“They got that patient to Mass General in time,” he told her as she dried the dishes. “You were right. Laceration of the liver. He lost a huge amount of blood, but the prognosis is excellent. They’re very hopeful. Good call.”

Stella tried to keep her excitement in check. If she had seen a death and it had been reversed, then wasn’t she only seeing a possibility rather than certain fate? Could it be that the deaths she had seen were uncertain, easy enough to change if given the right circumstances?

“I’d been looking through some anatomy texts in the library,” she told the doctor. “I just put the symptoms together. It was a lucky guess.”

“It was more than lucky, it was smart.”

Stella was so thrilled by the compliment she didn’t trust herself to speak.

“I go down to the clinic every Saturday.” The doctor was casual, so as to avoid any pressure. He’d already done that, with Hap and with his son, David, and it hadn’t worked out. “I make rounds at the nursing home out on the highway, too, if you’re ever interested. You’ve got a feel for medicine.”

“Sure.” Stella had liked being in the clinic; she’d felt completely at home there. Why, she hadn’t even noticed there were little drops of blood on her boots. “Thank you. I’d like that.”

She was so pleased by the turn of events—the young man with an excellent prognosis, the potential for a person’s fate to change until his last moment—that she threw her arms around the doctor before she headed for the back door. “I’d better get home. Tell Hap I’ll see him in school.”

Stella went down the driveway, stopping when she reached the field. She felt an odd sort of joy within her, as though all of a sudden she mattered. Giddy, she waved her arms at Sooner, but the horse only stared back at her, peacefully eating grass in the fading April light. Some horses panicked at wind or passing clouds, they spooked when birds took flight, when field mice skittered through the grass, but not Sooner. He’d seen too much to be startled; he’d lived too long to be alarmed.

“I wish you would die,” Stella told the horse. “Go on,” she urged. She raised her arms to the sky as though magicking away the future she’d seen for Hap, thrown from a horse with no one around to ease his fall. “Die,” she commanded the old swayback.

Sooner stayed where he was, chewing. But there was someone else around; Jimmy Elliot had come up the driveway, and he’d heard every word. He was wearing jeans and a black shirt which allowed him to fade into the shadows as the light shifted. Now he came to stand beside Stella.

“That can be arranged,” he said.

“Please.” Stella laughed. She should have been surprised to see him, but she wasn’t. “What are you going to do? Shoot him? Or maybe you’ll just throw an onion at him. That can be pretty scary.”

“Hah. Very funny.” Jimmy had actually saved that onion, it was in the back of his closet in a zip-lock plastic bag. “What’s wrong with this horse? Why would you want him dead? He looks harmless. Kind of pathetic, actually. Like your good buddy, Hap.”

The truth was, Jimmy didn’t know what he was doing there. He’d seen Stella and Hap driving through town with the doctor one minute and the next thing he knew he was walking down the Stewarts’ driveway, stopping to hang on the fence, looking at some old mule.

“He’s a menace.” Stella thought about what Hap’s father had said, how her mother had driven all the boys crazy, how Stella was nothing like her. She looked over at Jimmy and noticed his puzzled expression. It seemed that Mr. Stewart was wrong. “Just like you.”

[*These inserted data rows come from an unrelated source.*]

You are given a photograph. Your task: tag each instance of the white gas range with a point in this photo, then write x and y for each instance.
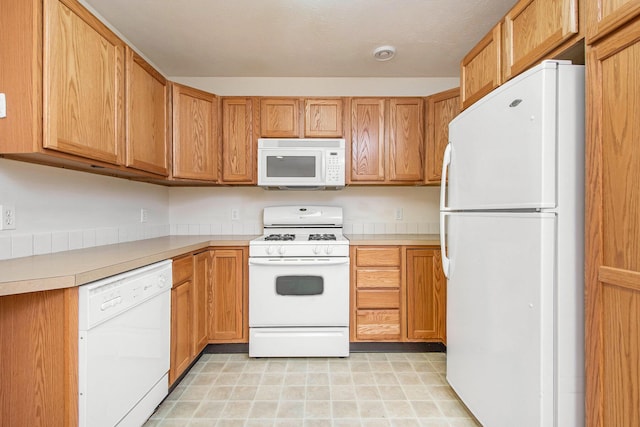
(299, 284)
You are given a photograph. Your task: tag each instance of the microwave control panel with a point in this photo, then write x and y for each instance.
(335, 168)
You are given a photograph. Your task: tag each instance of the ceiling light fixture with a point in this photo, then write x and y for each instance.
(384, 53)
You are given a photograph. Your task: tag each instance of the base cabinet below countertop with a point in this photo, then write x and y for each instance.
(398, 294)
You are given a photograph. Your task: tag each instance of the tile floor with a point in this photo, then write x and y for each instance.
(366, 389)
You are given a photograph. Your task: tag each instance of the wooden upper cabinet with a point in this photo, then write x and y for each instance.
(239, 143)
(147, 116)
(323, 118)
(604, 16)
(612, 249)
(284, 118)
(406, 140)
(195, 152)
(367, 139)
(480, 70)
(387, 140)
(534, 28)
(279, 118)
(83, 84)
(441, 109)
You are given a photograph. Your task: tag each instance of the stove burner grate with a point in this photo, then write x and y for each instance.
(322, 237)
(280, 237)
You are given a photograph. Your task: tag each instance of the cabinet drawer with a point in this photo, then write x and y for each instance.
(182, 269)
(378, 325)
(378, 257)
(377, 278)
(378, 299)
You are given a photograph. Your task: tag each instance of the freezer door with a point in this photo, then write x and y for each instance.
(503, 148)
(500, 316)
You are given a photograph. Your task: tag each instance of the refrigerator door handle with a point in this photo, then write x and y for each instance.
(446, 161)
(443, 247)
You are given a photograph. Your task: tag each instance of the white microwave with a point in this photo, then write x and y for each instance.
(301, 164)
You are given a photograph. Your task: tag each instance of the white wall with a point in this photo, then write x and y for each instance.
(59, 209)
(302, 86)
(366, 209)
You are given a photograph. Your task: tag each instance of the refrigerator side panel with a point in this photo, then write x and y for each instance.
(503, 148)
(500, 316)
(570, 291)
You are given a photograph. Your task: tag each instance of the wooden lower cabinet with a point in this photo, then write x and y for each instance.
(426, 295)
(228, 303)
(39, 359)
(188, 310)
(398, 294)
(181, 317)
(201, 277)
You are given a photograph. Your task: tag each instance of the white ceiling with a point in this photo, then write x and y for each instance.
(303, 38)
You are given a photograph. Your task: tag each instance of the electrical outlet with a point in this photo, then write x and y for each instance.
(399, 214)
(8, 217)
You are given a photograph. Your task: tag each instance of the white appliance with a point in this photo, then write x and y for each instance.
(513, 215)
(303, 164)
(299, 284)
(123, 357)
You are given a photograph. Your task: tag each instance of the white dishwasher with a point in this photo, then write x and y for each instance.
(123, 354)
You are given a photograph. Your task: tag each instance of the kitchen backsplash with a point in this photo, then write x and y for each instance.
(254, 228)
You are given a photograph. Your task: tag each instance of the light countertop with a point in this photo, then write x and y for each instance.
(78, 267)
(394, 239)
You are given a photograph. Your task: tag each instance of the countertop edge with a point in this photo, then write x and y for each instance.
(91, 264)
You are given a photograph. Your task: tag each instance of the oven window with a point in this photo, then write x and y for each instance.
(291, 166)
(299, 285)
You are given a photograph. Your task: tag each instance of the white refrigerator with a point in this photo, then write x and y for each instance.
(511, 218)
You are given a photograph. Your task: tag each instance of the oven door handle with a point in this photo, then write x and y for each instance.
(299, 261)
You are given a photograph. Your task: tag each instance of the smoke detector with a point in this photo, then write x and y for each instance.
(384, 53)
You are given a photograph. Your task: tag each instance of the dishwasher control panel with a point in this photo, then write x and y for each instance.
(101, 300)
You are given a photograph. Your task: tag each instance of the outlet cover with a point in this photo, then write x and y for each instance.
(8, 217)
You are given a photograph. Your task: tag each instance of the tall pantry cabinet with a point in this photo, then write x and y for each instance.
(612, 252)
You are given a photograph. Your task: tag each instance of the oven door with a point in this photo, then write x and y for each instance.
(298, 292)
(290, 167)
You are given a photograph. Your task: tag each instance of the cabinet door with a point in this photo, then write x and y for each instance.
(406, 140)
(323, 118)
(612, 252)
(279, 118)
(201, 274)
(367, 139)
(604, 16)
(83, 84)
(228, 307)
(181, 332)
(533, 28)
(426, 295)
(39, 358)
(194, 134)
(238, 143)
(441, 109)
(480, 70)
(147, 137)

“And you can tell that by looking at me?” Jimmy laughed, and when he did, he didn’t even sound like himself anymore. When he coughed to clear his throat, he felt his heart hit against his ribs.

“I told you before. I’m a good judge of character.” Stella leaped away from the fence and took off running. “Race you to the road.”

But Jimmy stayed where he was, watching her, although she was disappearing fast. For some reason he couldn’t take his eyes off Stella, even if that meant letting her win.

“I don’t think so,” Jimmy Elliot called after her. He grinned when she reached the road. Just as he’d hoped: once she had won, she didn’t ignore him. Instead, she turned back to wave. “You’re still talking to me.”

III.

THERE WAS NO ONE to tell Will when to wake up; he had no job to go to, no wife to complain about his lazy and slovenly ways. Therefore, he rose at noon. No one was around to tell him to clear his dishes away, so they piled up in the sink until they reached a monumental height, a free-form of forks and spoons and chili-encrusted bowls and congealed spaghetti, all of it balanced upon Jenny’s favorite teacups, which were cracking beneath the weight of pots and pans. The other tenants in the building had given up expecting their complaints would force Will to toe the line. Why, he no longer even bothered to carry his overflowing bags of garbage into the stairwell, let alone hoist the bags into the trash chute. Instead, he let it pile up in the hall, and although Mrs. Ehrland had consulted her nephew, an attorney with the housing authority, there was no way to get rid of Will Avery, not even when people began to complain of mice in the hall.